Acupuncture does not heal like biomedicine. It is not a magic bullet synthesized to kill the source of suffering. It’s more like how the sun coming out after a week of cold drizzle will elevate your mood in a way that no pharmaceutical could come close to matching.
Acupuncture calls on the resonance of moonlight, the tides, the way that tree branches are reflected in leaf structures and how those mimic the structure of your lungs. The way rivers match the winding course of your veins. The way that an unfettered emotion, like waves rolling onto the shore, bring their own resolution.
Acupuncture slips into the entangled, interconnected spaces, in the same way that roots of a forest intertwine and share nutrient. It nourishes like a cool veil of sunrise mist that rises out out of a meadow valley at the beginning of an early August day.

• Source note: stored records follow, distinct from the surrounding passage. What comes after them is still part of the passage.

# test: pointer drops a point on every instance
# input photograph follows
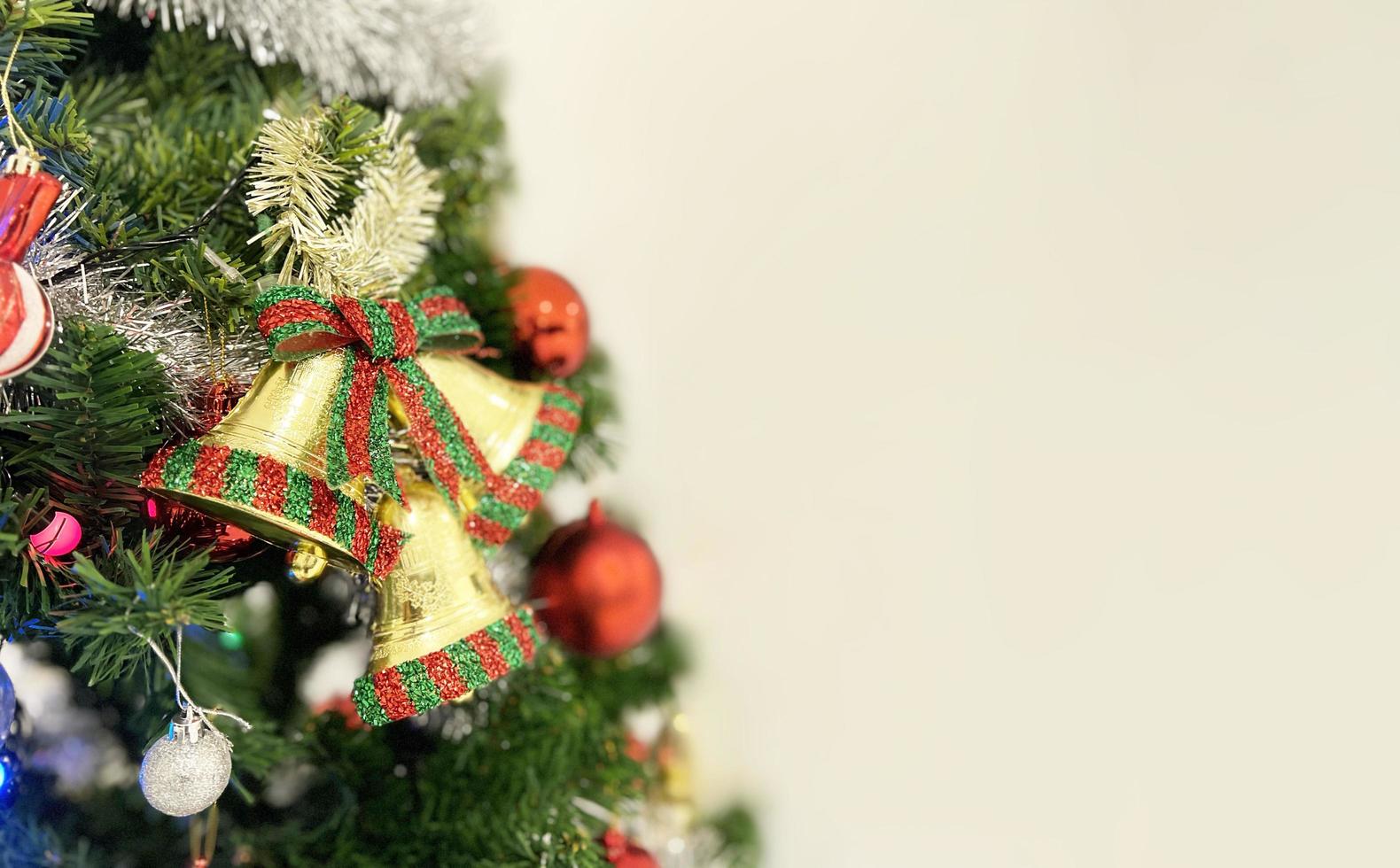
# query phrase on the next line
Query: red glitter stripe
(207, 479)
(439, 306)
(360, 545)
(444, 675)
(424, 433)
(486, 530)
(388, 689)
(357, 416)
(543, 453)
(297, 310)
(391, 539)
(559, 417)
(354, 315)
(516, 493)
(405, 333)
(270, 489)
(521, 634)
(492, 658)
(152, 477)
(323, 508)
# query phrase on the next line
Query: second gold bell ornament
(524, 433)
(441, 627)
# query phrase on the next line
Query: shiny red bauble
(598, 584)
(626, 854)
(26, 314)
(550, 321)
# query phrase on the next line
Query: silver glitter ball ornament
(188, 769)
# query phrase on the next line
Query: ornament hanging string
(4, 89)
(183, 697)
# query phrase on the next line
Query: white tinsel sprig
(409, 52)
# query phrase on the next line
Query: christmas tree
(266, 390)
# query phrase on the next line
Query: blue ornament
(6, 703)
(9, 773)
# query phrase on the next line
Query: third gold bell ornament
(441, 627)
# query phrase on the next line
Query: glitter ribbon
(379, 340)
(466, 664)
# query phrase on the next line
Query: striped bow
(379, 340)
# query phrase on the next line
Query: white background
(1009, 393)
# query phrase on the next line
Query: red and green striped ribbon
(466, 664)
(269, 486)
(519, 487)
(379, 340)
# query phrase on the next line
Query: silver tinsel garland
(174, 330)
(410, 52)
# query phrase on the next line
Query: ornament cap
(596, 517)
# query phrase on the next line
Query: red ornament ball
(550, 320)
(626, 854)
(601, 585)
(26, 314)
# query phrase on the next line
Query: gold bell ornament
(441, 627)
(290, 461)
(263, 468)
(523, 431)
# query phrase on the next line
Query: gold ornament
(441, 629)
(283, 419)
(441, 588)
(499, 412)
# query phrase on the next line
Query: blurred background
(1009, 393)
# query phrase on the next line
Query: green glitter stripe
(420, 320)
(367, 701)
(381, 460)
(535, 477)
(555, 437)
(509, 646)
(419, 685)
(294, 329)
(451, 325)
(180, 467)
(289, 291)
(439, 291)
(345, 520)
(338, 461)
(563, 402)
(381, 329)
(443, 420)
(500, 513)
(241, 477)
(468, 664)
(297, 504)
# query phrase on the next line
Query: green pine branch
(139, 593)
(96, 423)
(52, 34)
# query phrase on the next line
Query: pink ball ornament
(60, 538)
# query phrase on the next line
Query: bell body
(441, 627)
(263, 467)
(441, 588)
(499, 412)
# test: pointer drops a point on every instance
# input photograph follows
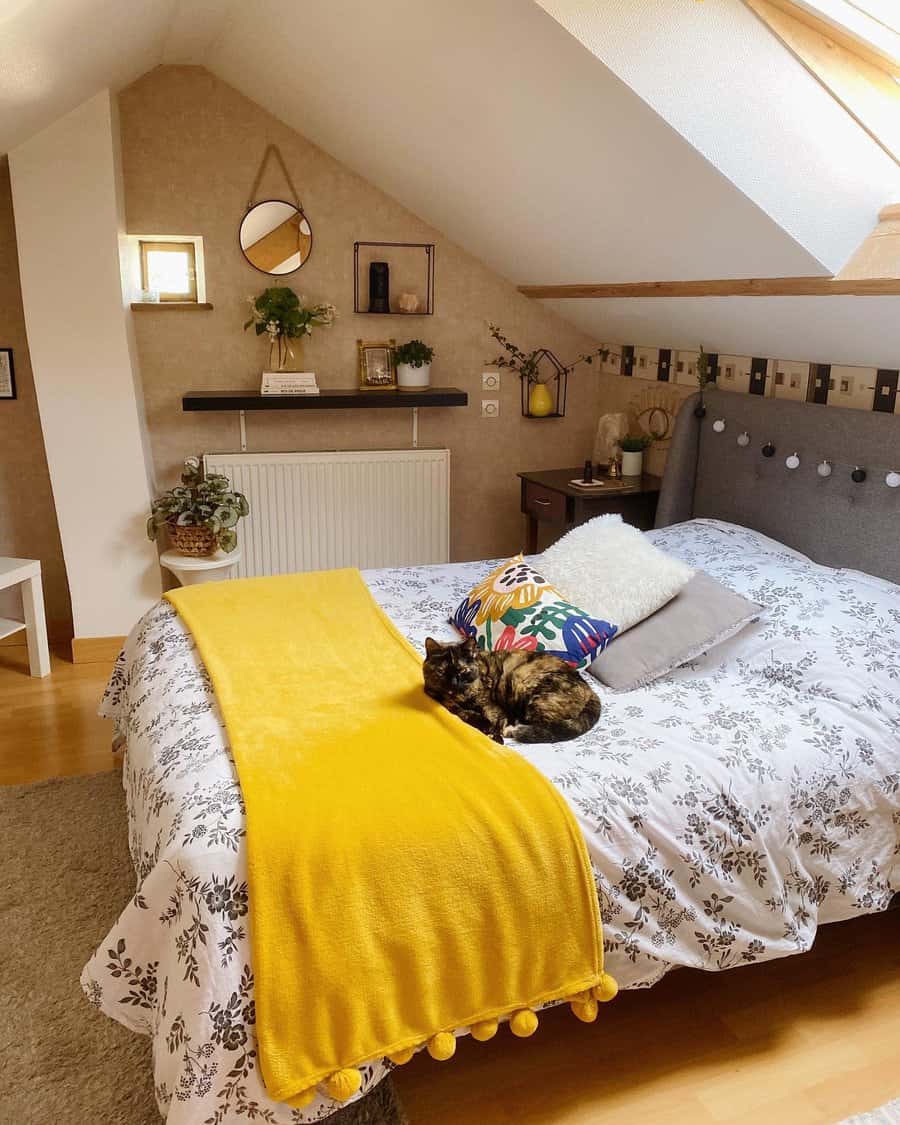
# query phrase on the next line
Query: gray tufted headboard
(834, 520)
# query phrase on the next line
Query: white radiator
(317, 511)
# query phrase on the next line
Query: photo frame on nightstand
(7, 374)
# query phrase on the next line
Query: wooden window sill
(191, 306)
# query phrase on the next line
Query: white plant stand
(191, 570)
(26, 573)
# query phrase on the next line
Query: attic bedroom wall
(191, 147)
(28, 527)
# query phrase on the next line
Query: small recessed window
(169, 269)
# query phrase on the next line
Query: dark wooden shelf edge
(340, 399)
(182, 306)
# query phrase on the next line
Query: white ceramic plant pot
(632, 464)
(413, 378)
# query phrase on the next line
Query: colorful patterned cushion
(515, 608)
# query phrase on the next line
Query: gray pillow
(704, 613)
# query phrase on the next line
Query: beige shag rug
(64, 876)
(884, 1115)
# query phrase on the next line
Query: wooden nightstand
(549, 498)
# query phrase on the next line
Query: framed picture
(7, 374)
(376, 365)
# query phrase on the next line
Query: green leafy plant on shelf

Acupuncture may or may not take away your pain, but it can help you live into a more friendly relationship with it.
When practiced well, acupuncture does not take the batteries out of your internal smoke alarm, but rather allows you more acute ears to the early warning signals that can help you to avoid the troubles that otherwise take you to a lifetime prescription for medication.
It does not put you to sleep, but rather eases the heart and mind so you can enter into your body’s natural rhythm of rest and rejuvenation. And helps you to find resources in places that you previously did not suspect, or thought were off-limits.
It can be confusing to have symptoms suddenly evaporate, or to get a lightning bolt insight into causes and conditions of your suffering. Sometimes our deepest healing has nothing to do with cure.